You realize you just did the exact same thing you accuse the left of? Doesn’t exactly strike me the right way…. What’s that word again? Hippopotamusness?
Hypoallergenic? No….
Apologies. “The left” should be in quotes.
Yes I do realize that. When will you get what it means?
That you’ve just generalized an entire party and political affiliation because they dislike hypocrites, yet you consider them to be them, so you are making one of yourself?
F*ck. that post made no sense, or at least I think it didn’t. Talk about it in the morning, when I can think clearlly.
So does one man’s hypocrisy cast aspersions on the entire party or entire movement (conservatism) just because he couldn’t/didn’t live up to it? Or is he just one man? Because so far as I can see MOST conservatives not only believe but live up to their responsibilities, and that is the world I live in. Do you smear everyone because of him or don’t you?

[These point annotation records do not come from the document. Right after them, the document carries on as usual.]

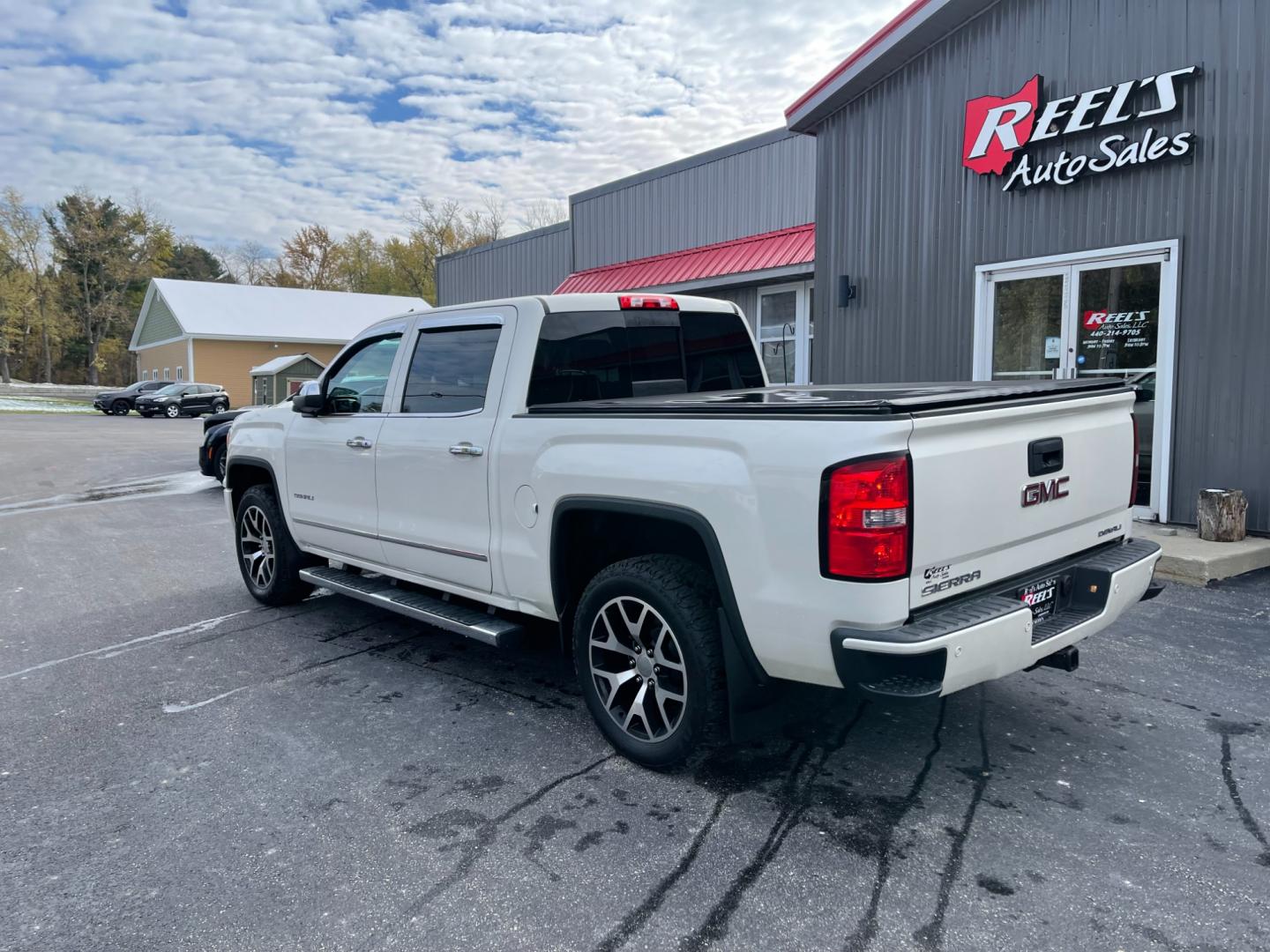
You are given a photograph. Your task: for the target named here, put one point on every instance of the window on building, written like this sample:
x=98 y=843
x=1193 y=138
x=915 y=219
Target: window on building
x=450 y=369
x=612 y=354
x=787 y=331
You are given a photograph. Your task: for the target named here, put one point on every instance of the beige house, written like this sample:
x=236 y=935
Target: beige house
x=198 y=331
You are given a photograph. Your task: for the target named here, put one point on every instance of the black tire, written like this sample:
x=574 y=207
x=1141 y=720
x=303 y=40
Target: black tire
x=280 y=584
x=684 y=594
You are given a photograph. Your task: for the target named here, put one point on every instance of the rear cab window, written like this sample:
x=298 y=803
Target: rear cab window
x=614 y=354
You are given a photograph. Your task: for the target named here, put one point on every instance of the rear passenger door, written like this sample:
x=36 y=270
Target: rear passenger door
x=432 y=472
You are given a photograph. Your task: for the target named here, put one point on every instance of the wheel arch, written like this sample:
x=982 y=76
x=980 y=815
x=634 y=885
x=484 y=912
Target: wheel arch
x=242 y=472
x=614 y=528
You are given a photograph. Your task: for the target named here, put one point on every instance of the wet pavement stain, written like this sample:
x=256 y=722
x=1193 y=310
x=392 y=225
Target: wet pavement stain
x=1235 y=729
x=990 y=883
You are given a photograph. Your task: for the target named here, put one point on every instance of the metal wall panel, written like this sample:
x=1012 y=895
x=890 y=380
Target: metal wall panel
x=761 y=184
x=897 y=210
x=531 y=263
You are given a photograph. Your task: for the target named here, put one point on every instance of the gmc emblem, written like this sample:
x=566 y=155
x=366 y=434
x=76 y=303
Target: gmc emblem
x=1038 y=493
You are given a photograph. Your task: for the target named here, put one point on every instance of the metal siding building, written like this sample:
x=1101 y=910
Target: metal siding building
x=669 y=225
x=531 y=263
x=898 y=212
x=758 y=184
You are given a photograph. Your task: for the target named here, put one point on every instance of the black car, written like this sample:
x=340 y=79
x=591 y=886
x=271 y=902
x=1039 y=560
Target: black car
x=184 y=400
x=118 y=403
x=211 y=455
x=225 y=417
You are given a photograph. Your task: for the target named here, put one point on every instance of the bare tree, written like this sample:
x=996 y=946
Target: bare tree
x=23 y=233
x=309 y=260
x=249 y=263
x=542 y=212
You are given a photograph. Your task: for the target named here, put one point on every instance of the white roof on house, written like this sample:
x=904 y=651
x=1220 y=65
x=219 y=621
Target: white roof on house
x=280 y=363
x=250 y=311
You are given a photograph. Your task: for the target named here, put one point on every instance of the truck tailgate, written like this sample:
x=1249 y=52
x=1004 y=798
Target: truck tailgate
x=983 y=510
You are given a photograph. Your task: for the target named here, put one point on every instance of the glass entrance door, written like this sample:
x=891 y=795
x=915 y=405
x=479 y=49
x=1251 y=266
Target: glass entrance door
x=1102 y=316
x=1027 y=326
x=785 y=331
x=1117 y=335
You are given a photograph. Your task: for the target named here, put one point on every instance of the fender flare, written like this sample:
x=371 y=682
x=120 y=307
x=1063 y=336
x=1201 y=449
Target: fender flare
x=744 y=671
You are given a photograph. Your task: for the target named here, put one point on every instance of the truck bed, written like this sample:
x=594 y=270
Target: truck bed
x=831 y=400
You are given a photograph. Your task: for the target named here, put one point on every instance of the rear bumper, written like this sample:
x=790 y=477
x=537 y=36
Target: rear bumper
x=993 y=635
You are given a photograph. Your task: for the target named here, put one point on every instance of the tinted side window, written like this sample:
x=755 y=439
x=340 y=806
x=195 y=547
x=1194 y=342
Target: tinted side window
x=450 y=371
x=617 y=354
x=360 y=383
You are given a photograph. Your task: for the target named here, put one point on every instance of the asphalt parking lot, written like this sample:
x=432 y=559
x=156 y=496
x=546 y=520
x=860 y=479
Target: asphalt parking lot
x=182 y=768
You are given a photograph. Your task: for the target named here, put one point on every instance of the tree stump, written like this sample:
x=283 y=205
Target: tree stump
x=1222 y=514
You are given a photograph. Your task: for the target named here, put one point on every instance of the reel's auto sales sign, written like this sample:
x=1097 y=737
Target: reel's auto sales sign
x=997 y=127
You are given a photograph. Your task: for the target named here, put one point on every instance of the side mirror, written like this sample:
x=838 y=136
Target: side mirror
x=309 y=403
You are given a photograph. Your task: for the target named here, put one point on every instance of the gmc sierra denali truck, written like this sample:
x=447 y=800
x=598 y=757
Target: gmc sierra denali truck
x=619 y=465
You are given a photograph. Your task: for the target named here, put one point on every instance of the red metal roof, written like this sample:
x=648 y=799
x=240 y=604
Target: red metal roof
x=900 y=18
x=755 y=253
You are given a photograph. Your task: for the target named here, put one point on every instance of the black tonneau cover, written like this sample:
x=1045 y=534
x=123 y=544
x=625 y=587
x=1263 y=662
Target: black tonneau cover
x=868 y=398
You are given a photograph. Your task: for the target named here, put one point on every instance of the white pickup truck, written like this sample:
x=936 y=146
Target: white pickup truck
x=619 y=465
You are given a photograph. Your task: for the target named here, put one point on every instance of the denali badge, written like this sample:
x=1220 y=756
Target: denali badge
x=1038 y=493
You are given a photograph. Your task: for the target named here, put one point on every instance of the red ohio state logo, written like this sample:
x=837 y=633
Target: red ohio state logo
x=996 y=126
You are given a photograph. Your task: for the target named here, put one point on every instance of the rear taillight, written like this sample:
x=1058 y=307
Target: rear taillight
x=866 y=519
x=648 y=302
x=1133 y=487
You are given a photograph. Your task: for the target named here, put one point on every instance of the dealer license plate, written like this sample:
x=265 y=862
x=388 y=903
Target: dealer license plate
x=1042 y=597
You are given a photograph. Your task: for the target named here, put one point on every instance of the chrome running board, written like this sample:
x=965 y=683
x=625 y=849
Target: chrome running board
x=380 y=591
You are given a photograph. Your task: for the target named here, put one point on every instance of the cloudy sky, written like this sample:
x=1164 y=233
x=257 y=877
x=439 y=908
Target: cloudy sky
x=248 y=120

Nope, and I haven’t commented on whether all/most conservatives live up to their own moral standards and expectations, merely debated that you saying “the left calls all of us hypocrites they shouldn’t generalize us like that” (That’s a shorter version of what I’m hearing)
Is hypocritical.
Apparently the Department of Horrible Sweaters was so successful that it has now spun off a Department of Butt-Ugly Ties.